Laurent, sur Grange des Pères 2007, le coté vanillé (également ressenti en mai dernier) s’est un peu assoupli pour évoluer vers ces aromes que j’aime tant dans ce vin : olive, tapenade, musqué/fumé. La bouche, en revanche, est toujours aussi fougueuse, d’une puissance décomplexée, presque baroque. En le dégustant côte à côte avec Montcalmès 2007, on relève une nette « parenté » entre les deux vins, mais, à tous les niveaux, la Grange condense bien plus de superlatifs.

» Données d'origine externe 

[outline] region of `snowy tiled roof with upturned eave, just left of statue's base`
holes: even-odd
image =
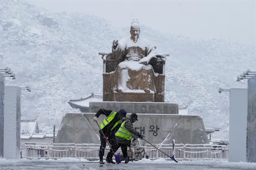
[[[92,93],[90,96],[87,96],[85,98],[71,99],[68,101],[68,103],[70,104],[71,107],[75,109],[80,109],[82,107],[89,107],[90,101],[103,101],[103,96],[95,95]]]

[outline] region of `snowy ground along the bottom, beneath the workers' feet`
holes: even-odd
[[[7,160],[0,159],[1,170],[255,170],[256,163],[247,162],[228,162],[222,160],[194,160],[194,161],[179,161],[178,163],[157,159],[149,160],[142,159],[139,161],[129,162],[124,164],[108,164],[105,162],[103,167],[99,167],[98,161],[88,161],[86,159],[64,158],[57,160],[45,159],[21,159]]]

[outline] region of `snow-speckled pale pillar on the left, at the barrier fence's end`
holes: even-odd
[[[5,85],[3,157],[20,159],[21,90],[17,85]]]

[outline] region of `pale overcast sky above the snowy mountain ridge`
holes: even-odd
[[[105,18],[115,26],[132,19],[163,33],[194,39],[230,38],[256,44],[256,1],[24,0],[51,12],[80,12]]]

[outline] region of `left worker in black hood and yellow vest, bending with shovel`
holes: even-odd
[[[116,136],[115,133],[119,129],[122,123],[122,119],[125,117],[127,112],[124,109],[119,110],[118,112],[111,111],[111,110],[105,110],[105,109],[99,109],[94,117],[94,121],[98,122],[98,117],[104,114],[106,115],[106,118],[103,120],[103,122],[100,125],[100,128],[106,138],[104,138],[103,134],[101,133],[101,130],[99,130],[100,134],[100,141],[101,146],[99,147],[99,164],[104,164],[103,162],[103,156],[106,148],[106,141],[108,140],[112,147],[116,147]],[[107,160],[106,162],[115,164],[113,160]]]

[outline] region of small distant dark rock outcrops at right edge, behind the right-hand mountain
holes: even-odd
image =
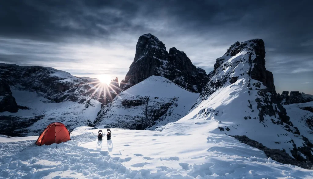
[[[283,91],[281,95],[278,93],[278,100],[282,105],[306,103],[313,101],[313,95],[307,95],[305,93],[300,93],[299,91]]]

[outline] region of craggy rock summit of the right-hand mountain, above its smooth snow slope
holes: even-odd
[[[210,80],[203,92],[203,100],[225,86],[244,80],[249,90],[258,90],[255,101],[258,103],[260,121],[264,120],[264,115],[278,114],[283,122],[292,125],[285,108],[278,102],[273,73],[266,70],[264,57],[262,39],[234,43],[224,56],[216,60],[213,71],[209,73]],[[262,85],[265,87],[262,88]],[[265,104],[275,104],[276,108]]]

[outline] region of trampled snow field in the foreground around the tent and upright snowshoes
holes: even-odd
[[[38,136],[1,137],[0,178],[313,178],[225,134],[111,131],[97,141],[98,129],[79,127],[49,146],[33,145]]]

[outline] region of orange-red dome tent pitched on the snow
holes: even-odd
[[[54,143],[60,144],[61,142],[66,142],[71,140],[69,130],[61,122],[53,122],[47,126],[43,133],[38,137],[36,144],[41,145],[51,145]]]

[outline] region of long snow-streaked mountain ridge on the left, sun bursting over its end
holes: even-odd
[[[93,125],[101,104],[115,97],[116,80],[108,87],[54,68],[1,63],[1,133],[37,135],[54,121],[64,122],[69,130]]]

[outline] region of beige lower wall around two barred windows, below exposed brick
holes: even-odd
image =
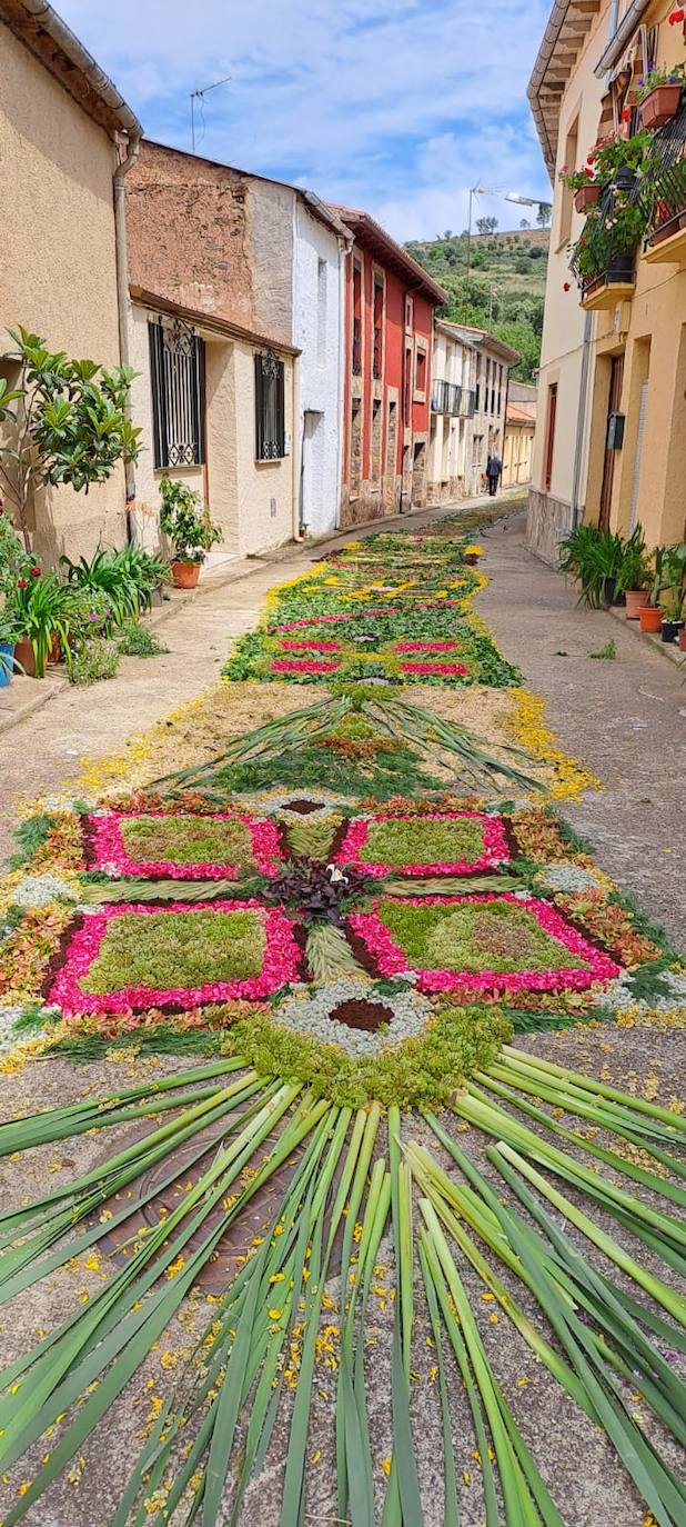
[[[136,464],[136,539],[159,545],[162,470],[152,455],[152,389],[148,318],[133,304],[130,316],[131,365],[139,373],[131,391],[134,423],[143,429],[145,452]],[[169,470],[200,493],[212,522],[221,530],[215,550],[235,556],[265,551],[288,541],[291,521],[291,455],[280,461],[255,460],[255,347],[198,325],[206,342],[206,466]],[[285,428],[293,438],[293,360],[285,359]],[[271,513],[274,499],[276,513]]]

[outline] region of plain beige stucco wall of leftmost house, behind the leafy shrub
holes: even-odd
[[[119,363],[114,145],[0,23],[0,356],[23,324],[52,350]],[[90,554],[125,536],[123,470],[37,502],[37,550]]]

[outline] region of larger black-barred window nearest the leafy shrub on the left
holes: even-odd
[[[204,341],[180,319],[148,324],[155,469],[204,461]]]

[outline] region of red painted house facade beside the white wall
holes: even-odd
[[[434,308],[447,295],[369,217],[335,208],[346,255],[343,527],[427,502]]]

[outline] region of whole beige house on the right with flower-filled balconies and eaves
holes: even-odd
[[[553,215],[527,534],[552,563],[584,521],[622,534],[640,524],[649,545],[686,534],[683,92],[675,115],[651,127],[643,185],[631,174],[599,185],[601,211],[588,214],[559,179],[563,166],[584,171],[588,154],[593,163],[599,139],[620,145],[637,131],[649,63],[668,73],[683,61],[678,8],[555,0],[529,82]],[[637,221],[619,249],[623,197]]]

Mas Jullien 2007 est un vin quasi-parfait, un écrin de velours dont la patine flatte déjà le palais. C’est aussi un vin vivant, qui passera par des phases certainement moins flatteuses. Je lui donne néanmoins rendez-vous dans 10, 15… voir 20 ans sans crainte, pour retrouver avec délectation, la quintessence de ce que le Languedoc sait produire de plus grand.
Enfin, le Grand Pas 2007 du domaine du Pas de l’Escalette, s’inscrit comme la révélation de la soirée. Moins flatteur, mais plus terrien que son prédécesseur dans la dégustation, il démontre que le Languedoc peut aussi sortir du récurrent triptyque syrah / éraflé / boisé, avec un certain brio.
Nicolas,
Pour GdP vs Montcalmès, c’est peu ou prou ce que m’a dit mon ami Patrick H qui a bu les 2 côte à côte la semaine dernière.
Grand fan de Chabanon por ma part. Boissiere sur 2002 il me semble fait uniquement avec 100% grenache (mais la bouteille n’en annonce que 90%, Alain l’explique tres bien) et un grand moment de bonheur. L’esprit sur les vieux millesimes est un produits de haute voltige.
Pour Mas gassac, je deviens de moins en moins fan. Leur nouveaux vintage ne sont pas aussi bons que dans le temps.
Mas Laval grande cuvée 2007 et Mas Laval 2006 sont assez bons, typés syrah, avec une fraîcheur profitable.